Die Freude genießen und einen richtigen Gegner erwarten

Zwischendurch musste ich mich gestern doch einige Male kurz mahnend erinnern. Hier, im Spiel gegen den TSV Havelse geht es um etwas. Das ist ein echtes, richtiges Spiel der Dritten Liga. Hier geht es um drei Punkte. Dann habe ich gleich geschimpft über verspringende Bälle im Mittelfeld und die dann möglichen Konter, die nicht ausgespielt wurden von Havelse. Im Grunde habe ich das nicht ernst gemeint. Das war mehr so eine innere Verpflichtung, es ernst nehmen zu müssen. Denn gleich war ich wieder in dieser rosigen Stimmung, die einfach nicht vergehen wollte.

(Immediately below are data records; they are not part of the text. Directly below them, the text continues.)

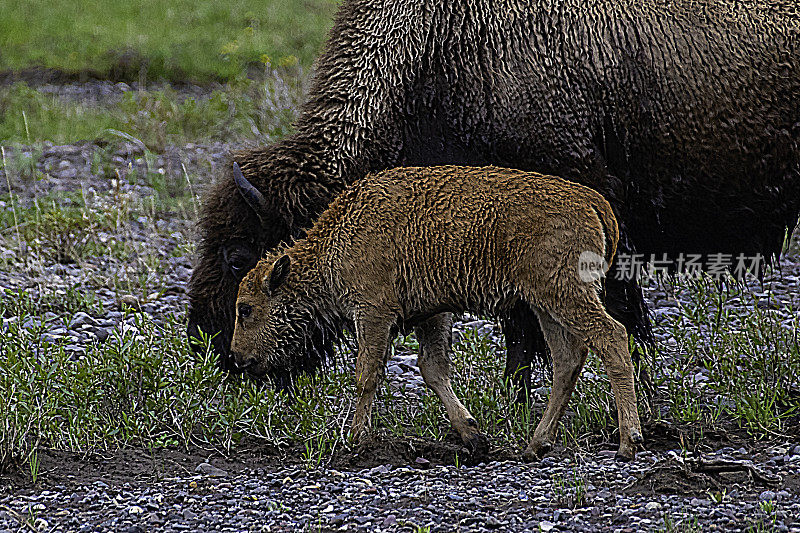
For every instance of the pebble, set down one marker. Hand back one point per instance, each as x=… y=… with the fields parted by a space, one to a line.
x=505 y=496
x=210 y=470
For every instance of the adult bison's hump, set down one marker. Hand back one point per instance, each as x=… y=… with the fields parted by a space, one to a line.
x=685 y=119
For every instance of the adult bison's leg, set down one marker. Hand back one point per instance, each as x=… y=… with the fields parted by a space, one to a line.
x=435 y=339
x=624 y=301
x=525 y=347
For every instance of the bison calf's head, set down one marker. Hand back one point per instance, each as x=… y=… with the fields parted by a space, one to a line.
x=272 y=322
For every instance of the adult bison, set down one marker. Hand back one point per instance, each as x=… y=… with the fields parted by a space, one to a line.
x=683 y=115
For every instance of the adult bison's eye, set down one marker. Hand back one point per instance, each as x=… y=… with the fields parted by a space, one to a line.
x=239 y=258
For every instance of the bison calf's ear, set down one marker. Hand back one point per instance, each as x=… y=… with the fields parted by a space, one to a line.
x=278 y=275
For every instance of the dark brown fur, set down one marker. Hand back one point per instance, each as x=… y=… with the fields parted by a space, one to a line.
x=683 y=115
x=405 y=245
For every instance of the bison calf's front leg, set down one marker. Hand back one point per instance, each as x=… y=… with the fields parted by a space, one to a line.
x=434 y=337
x=373 y=344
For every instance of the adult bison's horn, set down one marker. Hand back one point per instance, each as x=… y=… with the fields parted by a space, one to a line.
x=251 y=195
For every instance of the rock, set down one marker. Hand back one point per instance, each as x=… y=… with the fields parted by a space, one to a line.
x=130 y=301
x=421 y=462
x=545 y=526
x=210 y=470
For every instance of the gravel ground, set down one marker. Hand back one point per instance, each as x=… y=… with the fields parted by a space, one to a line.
x=409 y=491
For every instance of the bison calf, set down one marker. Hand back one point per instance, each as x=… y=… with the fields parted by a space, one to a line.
x=405 y=245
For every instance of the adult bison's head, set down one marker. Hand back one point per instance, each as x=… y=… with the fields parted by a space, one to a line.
x=259 y=203
x=237 y=224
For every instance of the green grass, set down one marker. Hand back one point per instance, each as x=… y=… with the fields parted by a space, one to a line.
x=144 y=388
x=178 y=40
x=260 y=110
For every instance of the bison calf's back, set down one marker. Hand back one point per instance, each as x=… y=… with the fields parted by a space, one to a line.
x=403 y=247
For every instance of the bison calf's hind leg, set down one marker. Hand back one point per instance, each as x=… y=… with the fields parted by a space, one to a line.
x=587 y=319
x=373 y=335
x=434 y=336
x=569 y=354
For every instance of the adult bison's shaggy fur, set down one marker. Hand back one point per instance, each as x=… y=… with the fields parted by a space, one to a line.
x=683 y=115
x=407 y=244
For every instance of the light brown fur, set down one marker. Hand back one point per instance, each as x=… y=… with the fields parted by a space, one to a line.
x=410 y=244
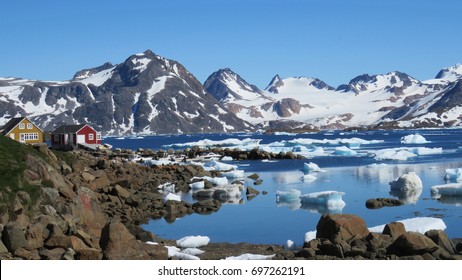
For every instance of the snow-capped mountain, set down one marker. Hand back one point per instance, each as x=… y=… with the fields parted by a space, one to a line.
x=394 y=99
x=145 y=94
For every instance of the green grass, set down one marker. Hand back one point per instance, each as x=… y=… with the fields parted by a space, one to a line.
x=12 y=167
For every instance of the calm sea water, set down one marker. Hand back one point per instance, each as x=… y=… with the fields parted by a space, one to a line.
x=263 y=220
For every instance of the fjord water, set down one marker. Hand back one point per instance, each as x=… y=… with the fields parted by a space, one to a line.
x=360 y=177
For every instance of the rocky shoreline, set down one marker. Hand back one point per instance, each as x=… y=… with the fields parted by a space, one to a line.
x=92 y=206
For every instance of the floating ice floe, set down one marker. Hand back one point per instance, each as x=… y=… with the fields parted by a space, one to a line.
x=413 y=139
x=226 y=158
x=405 y=153
x=233 y=174
x=408 y=181
x=311 y=167
x=308 y=178
x=250 y=257
x=218 y=166
x=290 y=195
x=454 y=189
x=193 y=241
x=222 y=193
x=219 y=181
x=453 y=175
x=172 y=196
x=330 y=200
x=419 y=224
x=197 y=185
x=409 y=196
x=345 y=151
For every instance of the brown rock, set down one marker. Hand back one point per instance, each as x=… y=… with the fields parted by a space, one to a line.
x=442 y=240
x=341 y=227
x=118 y=243
x=412 y=243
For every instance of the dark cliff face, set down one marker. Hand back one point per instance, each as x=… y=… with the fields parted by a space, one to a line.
x=144 y=94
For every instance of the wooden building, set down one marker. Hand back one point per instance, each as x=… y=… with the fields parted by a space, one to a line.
x=22 y=130
x=75 y=136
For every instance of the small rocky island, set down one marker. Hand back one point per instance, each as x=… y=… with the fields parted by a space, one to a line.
x=80 y=205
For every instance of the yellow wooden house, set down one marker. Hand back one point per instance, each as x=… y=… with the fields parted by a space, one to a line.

Denn zu überlegen war der MSV, und schließlich stand ich wieder auf meinem Stehplatz, auf einem nummerierten Stehplatz, der oft dann doch als grobe Orientierung nur diente. Endlich traf ich jene Menschen wieder, die ich eben nur beim Fußball sehe, so flüchtig das auch manchmal ist. Die Freunde standen neben mir. Es war nicht zu heiß, es war nicht zu kalt. Auf dem Rasen sah man den Zebras von Anpfiff die große Spielfreude an. Der TSV Havelse war dafür ein ein bestens geeigneter Gegner, der wie ein ausgesuchter Sparings-Partner wirkte. Es schien so, als wollten die Zebras herausfinden, was sie so drauf haben.

Wir Zuschauer konnten ebenfalls versuchen herauszufinden, was wir unter der neuen Normalverteilung auf den Rängen so drauf haben. Luftiger angeordnet, nehmen die etwa 7000 Zuschauer mehr Raum ein als die üblichen 12.000 Zuschauer. Und da der größte Teil vom Stimmungsblock sich auf die Gegengerade unter das Dach begeben hatte, war es für uns am Stehplatz deutlich lauter als sonst, wenn Kohorte und Co sich neben uns befinden.

Der Sparings-Partner Havelse bemühte sich redlich, Fehler der Zebras zu nutzen. In der ersten Halbzeit völlig vergeblich, doch Anfang der zweiten Halbzeit führte das sogar für wenige Minuten dazu, dass die Defensive des MSV herausfinden musste, was sie so drauf hat. Natürlich müssen wir alle mit Trainern und Spielern im Chor anstimmen, wer weiß, wie das Spiel verlaufen wäre, wenn der Elfmeter zum Ausgleich verwandelt worden wäre. Richtig ernst kann ich aber auch das nicht nehmen. So ein Satz gehörte gestern eben zur Tradition wie der Zebratwist. Kann schon sein, dass auch diese Mannschaft mit den vielen neuen Spielern, wie Pavel Dotchev meint, mit Gegentreffern nicht umgehen kann. Das weiß er aber im Grunde genauso wenig wie das Gegenteil, auch wenn es Freundschaftsspiele gegeben hat. Vielleicht kann diese neue Besetzung das doch.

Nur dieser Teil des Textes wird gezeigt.